Oh, the snacks. What we started as a modest sampling turned into a hedonistic pastry bender a few hours later. The bodega offers a kind of paired down selection of the restaurant's flavors, offering both sweet and savory. There's been a good bit of fuss around the churros, and rightly so. They are incredibly soft and doughy on the inside, dressed in a delicate crust dusted with cinnamon. The dipping sauces (a choice between chocolate and caramel) are both rich and dynamic, but only for those with a pretty high threshold for sweetness. The granola is wrangled from a family recipe in the South Carolina, tuned up with about half the sugar. A certain cookie marries sweet and crumbling shortbread with the unsweetened, chocolate punch of cacao nibs. Another presents a delicate balance of Valhrona and TCHO chocolate enlivened with a bit of sea salt. You can also order a plate of toast with Spanish goat cheese, all warm and caramelized as brûlée.
The bodega is consistently changing, and we're thankful for it. We came on a day someone decided to pair crème fraiche with the huckleberry jam that comes with the currant scones, a tart and creamy foil for the sweet fruit, inspired by England's clotted cream tradition. The entire thing made sense. Why we were never layering creams on our biscuits from the beginning, we don't know.
You can count on Duende's evolution, bodega included, to be an exciting thing to watch. Canales has been co-teaching an improvisation class with Raymond Saunders for years, and is used to taking cues from his environment to create something new and unexpected, surprising even himself. The restaurant itself is named for the thing that drives creative expression, the thing that shows up out of nowhere to those who tread without fear in their art.
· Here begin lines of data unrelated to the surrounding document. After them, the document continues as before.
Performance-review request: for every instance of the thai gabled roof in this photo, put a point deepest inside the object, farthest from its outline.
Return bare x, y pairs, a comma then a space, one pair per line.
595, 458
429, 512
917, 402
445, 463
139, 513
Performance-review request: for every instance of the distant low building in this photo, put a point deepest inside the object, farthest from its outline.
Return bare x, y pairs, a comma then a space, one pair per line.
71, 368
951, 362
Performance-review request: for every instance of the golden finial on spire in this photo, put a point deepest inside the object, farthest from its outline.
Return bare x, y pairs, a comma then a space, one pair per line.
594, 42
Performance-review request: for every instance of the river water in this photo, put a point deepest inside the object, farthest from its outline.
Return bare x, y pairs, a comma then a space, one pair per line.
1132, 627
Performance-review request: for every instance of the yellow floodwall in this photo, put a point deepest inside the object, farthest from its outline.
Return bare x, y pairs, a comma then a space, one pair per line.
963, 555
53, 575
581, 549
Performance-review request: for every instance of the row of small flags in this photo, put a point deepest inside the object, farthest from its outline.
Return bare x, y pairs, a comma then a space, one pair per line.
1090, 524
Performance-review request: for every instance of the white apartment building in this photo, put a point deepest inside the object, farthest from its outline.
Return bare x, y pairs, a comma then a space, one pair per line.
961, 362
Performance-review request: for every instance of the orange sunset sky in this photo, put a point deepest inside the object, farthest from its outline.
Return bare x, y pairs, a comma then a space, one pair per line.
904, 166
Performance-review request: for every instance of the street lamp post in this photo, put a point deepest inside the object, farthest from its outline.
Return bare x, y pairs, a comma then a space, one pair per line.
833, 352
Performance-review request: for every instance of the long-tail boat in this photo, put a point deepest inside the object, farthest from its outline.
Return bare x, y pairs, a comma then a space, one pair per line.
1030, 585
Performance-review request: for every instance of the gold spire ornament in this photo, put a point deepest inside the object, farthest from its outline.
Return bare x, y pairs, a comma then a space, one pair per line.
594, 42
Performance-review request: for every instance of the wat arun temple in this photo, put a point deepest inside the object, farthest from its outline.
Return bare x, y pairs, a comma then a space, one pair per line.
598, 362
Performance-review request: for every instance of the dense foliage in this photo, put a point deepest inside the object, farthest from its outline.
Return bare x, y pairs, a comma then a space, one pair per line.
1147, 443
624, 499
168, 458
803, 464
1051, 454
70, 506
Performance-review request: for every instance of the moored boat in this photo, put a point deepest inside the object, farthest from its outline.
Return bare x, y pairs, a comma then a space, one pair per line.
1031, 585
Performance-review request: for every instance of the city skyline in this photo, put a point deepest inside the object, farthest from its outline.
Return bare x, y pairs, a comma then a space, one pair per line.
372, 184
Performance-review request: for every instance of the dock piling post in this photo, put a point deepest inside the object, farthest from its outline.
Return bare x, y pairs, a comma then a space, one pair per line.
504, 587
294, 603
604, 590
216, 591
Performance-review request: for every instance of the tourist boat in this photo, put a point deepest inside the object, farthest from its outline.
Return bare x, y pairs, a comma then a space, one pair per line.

He is afraid of few things, and he's surrounded by a team of collaborators who consistently make their own stamps on the space.
"I get what I want a lot, and the problem with getting what you want is that that is all you get," Canales says. "When you get what other people want, you get the benefit of everyone's experience and ideas, and what they give to you of themselves." As long as Duende keeps that in mind, which it undoubtedly will, who knows where it will go. Canales tells us he wanted Duende to feel the kind of place where his friends would want to hang out and play music together, and let us tell you, we'll be back for the party.